In yesterday’s Sunday Shootaround, Flannery wonders if the “staggering turnaround” that has the East’s middle class outplaying the West is a blip or the start of a larger trend. You could make arguments either way; the West’s weakness seems more circumstantial than predictive, while the East is simply playing better basketball. Part of it is surely due simply to development and draft picks. Eastern Conference teams have added a lot of lottery talent recently, and they’ve had years to get better in places like Orlando. There are also superstars returning from injury, (Miami, Indiana) players moving East (Hornets, Knicks) and plans finally coming to fruition (Detroit). All that being said, one wonders if the current CBA, designed to stimulate player movement and increase parity, is playing a role. More players changing teams means more drastic changes every offseason, which could make it hard for either conference to remain dominant for long.
It’s a little sad that this article had to be written. It’s a completely fair question; Jefferson is 31 and often injured, with less and less of a place in both the Hornets offense and perhaps the NBA as a whole. He’s also one of the few free agents to ever go to Charlotte voluntarily, and was instrumental in helping turn around the team’s culture.

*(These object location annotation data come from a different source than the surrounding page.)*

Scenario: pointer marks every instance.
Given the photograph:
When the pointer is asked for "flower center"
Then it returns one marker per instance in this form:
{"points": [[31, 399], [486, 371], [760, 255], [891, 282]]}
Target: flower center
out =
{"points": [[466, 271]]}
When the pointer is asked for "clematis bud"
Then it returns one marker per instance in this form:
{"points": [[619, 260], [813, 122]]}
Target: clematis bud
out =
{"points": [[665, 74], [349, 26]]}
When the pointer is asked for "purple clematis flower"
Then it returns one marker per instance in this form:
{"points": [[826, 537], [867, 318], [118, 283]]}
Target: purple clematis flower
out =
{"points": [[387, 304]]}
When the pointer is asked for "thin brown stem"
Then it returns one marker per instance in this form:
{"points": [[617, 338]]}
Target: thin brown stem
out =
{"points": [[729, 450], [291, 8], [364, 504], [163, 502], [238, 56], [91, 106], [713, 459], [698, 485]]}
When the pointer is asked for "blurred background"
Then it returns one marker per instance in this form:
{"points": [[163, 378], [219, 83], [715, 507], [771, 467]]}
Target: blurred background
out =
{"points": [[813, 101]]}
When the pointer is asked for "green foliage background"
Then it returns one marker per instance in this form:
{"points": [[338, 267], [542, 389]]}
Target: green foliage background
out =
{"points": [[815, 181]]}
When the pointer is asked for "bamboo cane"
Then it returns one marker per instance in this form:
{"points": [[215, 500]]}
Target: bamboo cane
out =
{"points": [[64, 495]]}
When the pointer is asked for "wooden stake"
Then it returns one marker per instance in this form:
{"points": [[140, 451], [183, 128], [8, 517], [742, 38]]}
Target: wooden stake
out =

If they play well while he’s out with a strained calf, there’s no way the front office won’t think about letting him walk this coming summer, or at least offering him a substantially smaller contract. It’s the smart thing to do, because the NBA is a business. It’s just kind of a bummer for Big Al.
This piece requires some patience, but it’s worth your time to stick with it. Anthony’s extended comparison between the Thunder adapting to a new offense and the muscle memory required to perform athletic tasks on a high level takes a while to get going, but the point is sound. OKC hasn’t looked right so far this year, but they’re also adjusting to a new coach, new players and a superstar franchise centerpiece returning from injury. Anthony sees them trending upwards, evocatively and passionately making the case for his team and their new coach. They’ll just have to make it through the transition, and teach themselves a new way to play. Hopefully it works out better for them then Anthony’s son.
This is a few days old, but it’s also a very well done piece on a D-League player, so it warrants a late shout out. O’Connor spent some time with the Maine Red Claws, where the Celtics have stashed their second-round pick, and brought back reports of a rapidly developing rookie. Mickey, drafted as a shot-blocker with a limited offensive game, has apparently completely rebuilt his stroke and is now draining threes. He’s also been tasked with guarding wings, as the Celtics try to mold him into a poor man’s Draymond Green. While Mickey can’t pass like Green, the idea of adding a shot-blocking stretch 4/5 to an already versatile and dynamic Celtics roster is a pretty terrifying thought. It’s also a testament to Boston, who are using the D-League expertly as they work to develop young prospects into valuable players.